Nada normal
>> segunda-feira, 4 de abril de 2011
Fenômenos que parecem desafiar as leis da natureza intrigam a humanidade há séculos. Todo mundo, em algum momento da vida, desejou ter algum poder paranormal, sobrenatural ou oculto como Jonh , em “Eu sou o número quatro”.
Eu, poderia escolher alguns: visão de raio-X, para saber o que rola atrás daquela porta, sopro congelante, para aquele colega mala do trabalho, telepatia, para saber o que realmente pensa aquela pessoa, viagem transtemporal, para viver os melhores momentos da história ou consertar aquela burrada, teletransporte, para nunca mais chegar atrasada ou ter que passar horas no trânsito caótico, invisibilidade, para enfim, poder tomar aquele chá de sumiço.
Aqui, na vida real, nós aprendemos a desenvolver habilidades, que, se não são classificadas como paranormais, são, no mínimo, “nadanormais”. Essas habilidades nos ajudam a lidar melhor com a vida.

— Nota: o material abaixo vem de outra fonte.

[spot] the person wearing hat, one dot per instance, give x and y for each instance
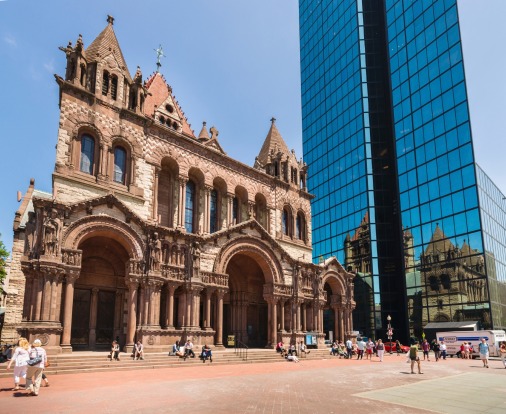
(34, 372)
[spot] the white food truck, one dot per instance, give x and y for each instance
(454, 340)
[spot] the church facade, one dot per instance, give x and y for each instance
(153, 233)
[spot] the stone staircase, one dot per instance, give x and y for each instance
(86, 361)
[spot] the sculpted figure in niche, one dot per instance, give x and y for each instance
(155, 251)
(52, 229)
(30, 235)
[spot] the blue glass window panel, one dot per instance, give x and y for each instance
(450, 121)
(444, 185)
(456, 180)
(435, 209)
(466, 154)
(458, 202)
(213, 211)
(119, 165)
(461, 113)
(473, 220)
(425, 212)
(447, 207)
(432, 170)
(415, 216)
(460, 223)
(189, 207)
(422, 174)
(433, 189)
(464, 134)
(442, 164)
(87, 154)
(471, 198)
(452, 140)
(449, 226)
(423, 193)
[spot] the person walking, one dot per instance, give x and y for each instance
(437, 350)
(349, 348)
(369, 348)
(442, 348)
(20, 359)
(34, 372)
(483, 347)
(380, 347)
(413, 356)
(360, 348)
(502, 353)
(425, 349)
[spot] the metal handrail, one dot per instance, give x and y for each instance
(241, 349)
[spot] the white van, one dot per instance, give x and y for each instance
(454, 340)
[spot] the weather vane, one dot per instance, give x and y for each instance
(159, 54)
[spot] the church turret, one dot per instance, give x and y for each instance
(276, 160)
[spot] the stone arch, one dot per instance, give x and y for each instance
(256, 249)
(93, 226)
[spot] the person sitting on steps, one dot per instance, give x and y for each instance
(206, 353)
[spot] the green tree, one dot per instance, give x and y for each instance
(4, 254)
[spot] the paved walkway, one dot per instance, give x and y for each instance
(311, 386)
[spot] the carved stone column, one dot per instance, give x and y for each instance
(46, 298)
(67, 312)
(282, 318)
(182, 201)
(93, 317)
(219, 331)
(304, 317)
(155, 193)
(207, 320)
(170, 305)
(132, 312)
(274, 322)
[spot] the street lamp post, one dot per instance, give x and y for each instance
(390, 331)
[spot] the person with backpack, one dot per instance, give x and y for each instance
(483, 347)
(413, 356)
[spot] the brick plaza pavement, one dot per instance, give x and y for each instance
(311, 386)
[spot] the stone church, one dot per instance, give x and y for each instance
(153, 233)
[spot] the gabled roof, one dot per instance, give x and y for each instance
(273, 144)
(160, 92)
(105, 44)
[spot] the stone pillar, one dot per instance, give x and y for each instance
(336, 322)
(155, 193)
(282, 308)
(207, 321)
(230, 209)
(170, 305)
(274, 323)
(132, 312)
(67, 312)
(219, 331)
(38, 297)
(304, 317)
(46, 298)
(298, 325)
(93, 317)
(182, 201)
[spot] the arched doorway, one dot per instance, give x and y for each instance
(245, 309)
(99, 295)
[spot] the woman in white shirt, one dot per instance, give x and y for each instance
(20, 359)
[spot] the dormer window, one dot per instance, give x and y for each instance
(119, 165)
(87, 154)
(105, 83)
(114, 87)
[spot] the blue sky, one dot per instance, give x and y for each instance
(232, 63)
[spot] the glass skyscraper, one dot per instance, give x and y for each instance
(387, 137)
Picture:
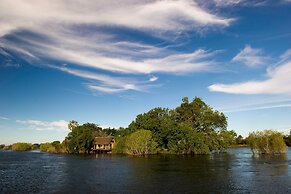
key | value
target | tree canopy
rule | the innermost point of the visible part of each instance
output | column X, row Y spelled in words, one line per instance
column 80, row 139
column 266, row 142
column 191, row 128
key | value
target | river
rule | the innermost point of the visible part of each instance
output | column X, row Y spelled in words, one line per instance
column 237, row 171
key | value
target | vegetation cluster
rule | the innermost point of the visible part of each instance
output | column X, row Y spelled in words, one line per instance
column 191, row 128
column 266, row 142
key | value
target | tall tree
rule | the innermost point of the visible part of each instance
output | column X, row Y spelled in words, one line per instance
column 73, row 124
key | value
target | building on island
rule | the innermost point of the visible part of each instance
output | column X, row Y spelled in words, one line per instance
column 103, row 144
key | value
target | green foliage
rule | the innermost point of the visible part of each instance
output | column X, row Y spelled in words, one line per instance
column 73, row 124
column 140, row 143
column 287, row 139
column 267, row 142
column 80, row 139
column 200, row 116
column 35, row 146
column 159, row 121
column 109, row 131
column 191, row 128
column 240, row 140
column 21, row 146
column 119, row 147
column 54, row 147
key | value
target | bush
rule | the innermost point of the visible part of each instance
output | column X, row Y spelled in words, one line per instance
column 267, row 142
column 21, row 146
column 140, row 143
column 119, row 147
column 54, row 147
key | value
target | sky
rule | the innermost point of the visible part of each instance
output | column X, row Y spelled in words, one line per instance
column 106, row 61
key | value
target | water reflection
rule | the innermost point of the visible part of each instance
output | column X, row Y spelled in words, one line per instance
column 237, row 171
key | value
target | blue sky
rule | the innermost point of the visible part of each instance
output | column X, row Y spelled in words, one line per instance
column 107, row 61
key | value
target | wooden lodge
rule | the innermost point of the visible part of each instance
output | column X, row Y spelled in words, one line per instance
column 103, row 144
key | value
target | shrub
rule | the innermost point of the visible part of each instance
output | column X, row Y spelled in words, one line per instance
column 140, row 143
column 267, row 142
column 21, row 146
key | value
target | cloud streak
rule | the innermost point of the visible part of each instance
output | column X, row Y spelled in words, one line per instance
column 38, row 125
column 276, row 83
column 85, row 35
column 4, row 118
column 251, row 57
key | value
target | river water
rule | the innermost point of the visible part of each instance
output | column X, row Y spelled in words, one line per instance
column 238, row 171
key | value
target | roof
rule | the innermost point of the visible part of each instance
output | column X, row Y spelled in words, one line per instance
column 103, row 140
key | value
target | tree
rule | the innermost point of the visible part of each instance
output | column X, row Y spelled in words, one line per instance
column 159, row 121
column 140, row 143
column 73, row 124
column 21, row 146
column 2, row 146
column 200, row 115
column 287, row 139
column 80, row 139
column 266, row 142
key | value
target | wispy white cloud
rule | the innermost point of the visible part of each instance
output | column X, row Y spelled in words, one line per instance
column 60, row 125
column 4, row 118
column 285, row 56
column 251, row 57
column 76, row 32
column 146, row 14
column 153, row 78
column 256, row 107
column 248, row 3
column 277, row 81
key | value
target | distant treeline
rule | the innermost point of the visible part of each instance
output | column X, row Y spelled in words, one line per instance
column 191, row 128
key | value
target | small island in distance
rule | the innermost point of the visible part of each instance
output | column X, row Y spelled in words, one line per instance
column 191, row 128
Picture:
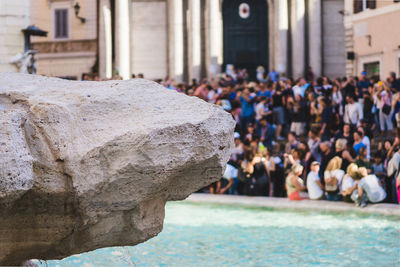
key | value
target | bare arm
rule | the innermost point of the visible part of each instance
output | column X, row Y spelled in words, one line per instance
column 298, row 186
column 230, row 183
column 320, row 184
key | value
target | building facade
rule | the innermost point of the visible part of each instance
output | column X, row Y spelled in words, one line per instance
column 189, row 39
column 14, row 16
column 372, row 37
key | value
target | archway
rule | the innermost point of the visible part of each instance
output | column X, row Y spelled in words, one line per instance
column 245, row 31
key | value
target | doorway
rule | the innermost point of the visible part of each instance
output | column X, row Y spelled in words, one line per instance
column 245, row 33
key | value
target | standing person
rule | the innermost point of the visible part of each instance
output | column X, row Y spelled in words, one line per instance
column 353, row 112
column 314, row 186
column 202, row 91
column 385, row 108
column 342, row 152
column 346, row 134
column 326, row 155
column 313, row 144
column 337, row 99
column 333, row 176
column 358, row 144
column 394, row 83
column 350, row 183
column 326, row 119
column 294, row 184
column 273, row 75
column 365, row 140
column 362, row 85
column 247, row 108
column 278, row 102
column 393, row 172
column 298, row 115
column 266, row 132
column 230, row 175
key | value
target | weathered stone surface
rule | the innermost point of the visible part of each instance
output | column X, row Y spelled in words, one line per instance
column 86, row 165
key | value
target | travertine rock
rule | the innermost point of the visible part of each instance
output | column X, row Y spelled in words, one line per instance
column 86, row 165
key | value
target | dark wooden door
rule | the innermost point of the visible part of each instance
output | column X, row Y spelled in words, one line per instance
column 245, row 24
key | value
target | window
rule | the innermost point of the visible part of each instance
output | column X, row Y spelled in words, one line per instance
column 361, row 5
column 61, row 23
column 372, row 69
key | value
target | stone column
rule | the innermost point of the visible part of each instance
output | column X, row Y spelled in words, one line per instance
column 105, row 40
column 195, row 39
column 176, row 19
column 298, row 45
column 122, row 8
column 315, row 36
column 281, row 32
column 214, row 38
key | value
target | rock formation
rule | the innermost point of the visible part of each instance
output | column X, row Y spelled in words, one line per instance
column 86, row 165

Eu, por exemplo, falo sozinha. Não enxergo vultos ou personagens que gesticulam saudosamente. Esta é outra habilidade, a da pessoa que passeia para fora. E estou falando de outra viagem, de quem passeia para dentro.
Aprendi muito nova. E criança ainda, quando minha mãe me pegava pelos cantos naquele papo-cabeça comigo mesma, eu fingia que estava cantando. Ainda hoje é assim. Outro dia estava no carro, numa conversa tensa sobre a ética dos jornais na cobertura de protestos trabalhistas, quando percebi que o motorista ao lado me olhava meio assustado. Encabulada, comecei a batucar no volante e balançar a cabeça, num ritmo assim meio sem graça.
Essa habilidade “nadanormal” já rendeu outras situações embaraçosas. Em uma delas, meu marido, ao chegar em casa e ouvir uma conversa entusiasmada, achou que tinha alguém escondido embaixo da cama ou dentro do guarda-roupa.
É diferente essa conversa de quem se esgalha por onde tem suas raízes, num malabarismo de tempos e espaços. Não são apenas conversas existências. São discussões, muitas vezes acaloradas, sobre todos os assuntos, com duas pessoas, que convivem aqui, dentro de mim.
Na vida, essas duas são uma só, claro. Ou ainda.
Mais que articular espelhos, é desvelar e construir um crescente mundo suplementar. E eu adoro esse voo solo. Gosto tanto do meu papo, que Narciso ficaria com vergonha.